Si tratta di un classico caso di “omicidio stradale”: dai rilievi emerge che il promo ciclomotore, sul quale era trasportato il deceduto, non manteneva una velocità di marcia adeguata alle specifiche condizioni di tempo e di luogo, avendo egli condotto il ciclomotore ad una velocità di cinquanta chilometri orari – prossima ma non superiore al limite vigente nel tratto stradale teatro del sinistro – nonostante si trattasse di centro abitato, di ora notturna, di tratto in prossimità di intersezione con altra strada, di condizioni di visibilità non ottimali, in prossimità di strisce pedonali e conducendo a bordo un passeggero privo di casco.

La Corte di Cassazione, con la sentenza 25 febbraio 2015 n. 8526, afferma che, in tema di accertamento della condotta colposa dell’imputato, per stabilire l’eccesso di velocità, non è necessario indicare in termini aritmetici il limite di velocità ritenuto innocuo, essendo sufficiente che vengano individuati  gli elementi di fatto e le logiche deduzioni, in base ai quali va valutata, sia pure approssimativamente, la velocità ritenuta nociva e pericolosa in rapporto alla situazione obiettiva ambientale.
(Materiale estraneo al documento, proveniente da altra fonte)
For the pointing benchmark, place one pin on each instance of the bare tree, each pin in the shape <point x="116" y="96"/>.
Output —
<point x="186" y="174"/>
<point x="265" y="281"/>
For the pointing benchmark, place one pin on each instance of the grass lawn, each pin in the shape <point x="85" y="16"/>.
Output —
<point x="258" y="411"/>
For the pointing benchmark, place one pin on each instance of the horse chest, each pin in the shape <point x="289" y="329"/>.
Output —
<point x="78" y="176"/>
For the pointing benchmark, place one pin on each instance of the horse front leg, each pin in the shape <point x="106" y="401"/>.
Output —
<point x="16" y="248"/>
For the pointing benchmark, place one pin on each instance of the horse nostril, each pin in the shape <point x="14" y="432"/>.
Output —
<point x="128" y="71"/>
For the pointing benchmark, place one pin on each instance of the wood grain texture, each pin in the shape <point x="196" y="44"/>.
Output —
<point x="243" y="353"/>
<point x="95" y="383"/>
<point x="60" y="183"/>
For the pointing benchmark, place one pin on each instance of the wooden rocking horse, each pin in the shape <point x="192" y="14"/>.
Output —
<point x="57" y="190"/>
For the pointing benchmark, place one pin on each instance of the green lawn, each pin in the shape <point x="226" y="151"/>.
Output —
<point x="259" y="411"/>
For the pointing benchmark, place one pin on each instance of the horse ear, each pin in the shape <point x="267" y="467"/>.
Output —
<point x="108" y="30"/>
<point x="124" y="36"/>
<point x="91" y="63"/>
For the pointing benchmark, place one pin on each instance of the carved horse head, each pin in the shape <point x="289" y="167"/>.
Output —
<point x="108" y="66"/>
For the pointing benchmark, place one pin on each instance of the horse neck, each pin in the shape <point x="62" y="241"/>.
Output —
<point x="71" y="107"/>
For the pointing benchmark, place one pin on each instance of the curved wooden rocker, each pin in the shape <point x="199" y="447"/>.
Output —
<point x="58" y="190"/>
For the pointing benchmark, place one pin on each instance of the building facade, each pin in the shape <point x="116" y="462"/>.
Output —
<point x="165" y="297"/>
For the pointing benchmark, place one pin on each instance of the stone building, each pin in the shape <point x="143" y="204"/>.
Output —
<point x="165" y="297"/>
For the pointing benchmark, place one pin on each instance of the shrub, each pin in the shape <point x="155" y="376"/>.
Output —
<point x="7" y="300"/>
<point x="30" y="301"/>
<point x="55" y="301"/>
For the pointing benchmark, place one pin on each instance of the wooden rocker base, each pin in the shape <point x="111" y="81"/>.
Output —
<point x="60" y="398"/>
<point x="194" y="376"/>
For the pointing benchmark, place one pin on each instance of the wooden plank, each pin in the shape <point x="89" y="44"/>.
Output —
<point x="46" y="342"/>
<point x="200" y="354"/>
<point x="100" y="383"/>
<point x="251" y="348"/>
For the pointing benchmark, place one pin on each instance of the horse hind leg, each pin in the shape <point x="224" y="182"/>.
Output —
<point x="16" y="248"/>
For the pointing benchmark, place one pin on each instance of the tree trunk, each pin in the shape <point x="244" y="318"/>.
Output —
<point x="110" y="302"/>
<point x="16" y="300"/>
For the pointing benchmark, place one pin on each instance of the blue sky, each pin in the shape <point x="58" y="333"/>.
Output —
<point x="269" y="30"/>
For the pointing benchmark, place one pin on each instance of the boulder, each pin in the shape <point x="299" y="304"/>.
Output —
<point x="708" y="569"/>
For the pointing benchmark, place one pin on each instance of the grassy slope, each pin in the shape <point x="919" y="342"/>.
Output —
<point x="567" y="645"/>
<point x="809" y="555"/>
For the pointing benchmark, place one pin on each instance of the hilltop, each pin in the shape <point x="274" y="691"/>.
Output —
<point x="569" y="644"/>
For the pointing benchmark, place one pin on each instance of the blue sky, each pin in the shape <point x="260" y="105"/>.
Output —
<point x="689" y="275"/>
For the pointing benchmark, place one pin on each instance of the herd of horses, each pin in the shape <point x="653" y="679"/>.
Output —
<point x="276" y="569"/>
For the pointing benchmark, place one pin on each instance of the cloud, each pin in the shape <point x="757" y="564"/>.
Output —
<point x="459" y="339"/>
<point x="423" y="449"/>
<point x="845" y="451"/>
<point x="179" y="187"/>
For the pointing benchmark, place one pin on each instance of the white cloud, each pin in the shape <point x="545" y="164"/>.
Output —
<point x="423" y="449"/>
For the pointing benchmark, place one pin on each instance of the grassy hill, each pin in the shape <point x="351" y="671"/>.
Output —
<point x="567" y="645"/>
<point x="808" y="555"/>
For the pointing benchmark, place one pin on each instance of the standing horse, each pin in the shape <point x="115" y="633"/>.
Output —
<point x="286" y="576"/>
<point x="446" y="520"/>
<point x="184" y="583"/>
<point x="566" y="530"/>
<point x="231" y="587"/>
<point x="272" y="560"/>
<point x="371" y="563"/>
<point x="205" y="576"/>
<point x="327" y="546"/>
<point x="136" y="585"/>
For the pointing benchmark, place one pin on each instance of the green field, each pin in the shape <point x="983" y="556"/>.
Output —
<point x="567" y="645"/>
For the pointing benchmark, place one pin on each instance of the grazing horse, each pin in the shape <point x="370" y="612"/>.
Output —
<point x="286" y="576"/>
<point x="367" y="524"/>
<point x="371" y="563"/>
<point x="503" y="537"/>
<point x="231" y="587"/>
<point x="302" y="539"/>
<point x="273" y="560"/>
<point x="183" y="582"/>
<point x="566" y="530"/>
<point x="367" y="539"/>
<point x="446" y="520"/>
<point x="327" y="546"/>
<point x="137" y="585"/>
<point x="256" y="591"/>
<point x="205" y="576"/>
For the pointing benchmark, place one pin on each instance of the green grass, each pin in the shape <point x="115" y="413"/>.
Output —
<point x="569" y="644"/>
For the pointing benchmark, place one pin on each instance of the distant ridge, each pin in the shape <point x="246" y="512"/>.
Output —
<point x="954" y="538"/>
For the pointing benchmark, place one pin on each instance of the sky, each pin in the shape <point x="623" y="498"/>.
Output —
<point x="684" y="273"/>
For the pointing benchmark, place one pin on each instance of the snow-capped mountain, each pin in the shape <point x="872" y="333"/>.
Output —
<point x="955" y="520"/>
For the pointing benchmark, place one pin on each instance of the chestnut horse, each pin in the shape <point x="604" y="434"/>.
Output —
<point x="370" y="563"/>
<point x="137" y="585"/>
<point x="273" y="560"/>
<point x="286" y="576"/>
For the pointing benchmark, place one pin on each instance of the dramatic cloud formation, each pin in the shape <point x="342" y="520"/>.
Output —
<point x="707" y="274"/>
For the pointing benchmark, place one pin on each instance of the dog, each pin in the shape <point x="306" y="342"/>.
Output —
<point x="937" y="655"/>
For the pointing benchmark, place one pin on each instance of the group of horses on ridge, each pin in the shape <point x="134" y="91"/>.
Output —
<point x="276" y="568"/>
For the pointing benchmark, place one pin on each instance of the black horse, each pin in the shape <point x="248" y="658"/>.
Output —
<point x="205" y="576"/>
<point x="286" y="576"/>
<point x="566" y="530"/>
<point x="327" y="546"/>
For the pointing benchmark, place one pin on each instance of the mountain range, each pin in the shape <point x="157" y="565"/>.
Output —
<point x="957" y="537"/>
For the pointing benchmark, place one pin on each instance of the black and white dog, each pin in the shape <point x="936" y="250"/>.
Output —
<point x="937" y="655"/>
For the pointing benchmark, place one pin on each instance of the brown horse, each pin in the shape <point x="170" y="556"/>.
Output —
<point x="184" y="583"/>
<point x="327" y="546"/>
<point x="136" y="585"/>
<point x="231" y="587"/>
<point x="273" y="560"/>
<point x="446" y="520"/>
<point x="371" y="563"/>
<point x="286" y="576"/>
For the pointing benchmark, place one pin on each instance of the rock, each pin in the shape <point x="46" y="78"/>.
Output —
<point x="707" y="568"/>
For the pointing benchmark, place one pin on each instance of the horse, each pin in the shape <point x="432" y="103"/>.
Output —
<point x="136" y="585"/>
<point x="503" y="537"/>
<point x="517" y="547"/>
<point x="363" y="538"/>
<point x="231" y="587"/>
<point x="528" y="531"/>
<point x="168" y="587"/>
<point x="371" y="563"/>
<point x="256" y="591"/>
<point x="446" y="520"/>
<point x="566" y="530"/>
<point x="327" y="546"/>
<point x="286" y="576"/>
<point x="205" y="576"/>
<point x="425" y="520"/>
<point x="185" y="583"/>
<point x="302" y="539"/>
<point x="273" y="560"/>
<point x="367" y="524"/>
Il fattore velocità risponde infatti ad un concetto di relatività alle situazioni contingenti quando trattasi di valutare il comportamento dell’imputato in nesso causale con l’evento ascrittogli e non già di accertare la violazione contravvenzionale di norme prescriventi limiti fissi di velocità.

Detto altrimenti, la velocità adeguata è quella che il giudice identifica come valevole a garantire una sicura circolazione stradale, nelle specifiche condizioni date. Trattandosi di regola elastica, l’opera di definizione della regola cautelare chiama in causa la prevedibilità e l’evitabilità dell’evento: la velocità doverosa è quella che, tenuto conto delle condizioni di tempo e di luogo, permette di evitare gli eventi prevedibili secondo l’id quod plerumque accidit.

In tema di responsabilità da sinistri stradali, l’utente della strada deve regolare la propria condotta in modo che essa non costituisca pericolo per la sicurezza di persone e cose, tenendo anche conto della possibilità di comportamenti irregolari altrui, sempre che questi ultimi non risultino assolutamente imprevedibili.

Infatti, il principio dell’affidamento, nello specifico campo della circolazione stradale, trova un opportuno temperamento nell’opposto principio, secondo cui l’utente della strada è responsabile anche dei comportamento imprudente altrui, purché rientri nel limite della prevedibilità.

L’imprevedibilità, quindi, non può farsi consistere nella stessa imprudenza dell’altrui comportamento.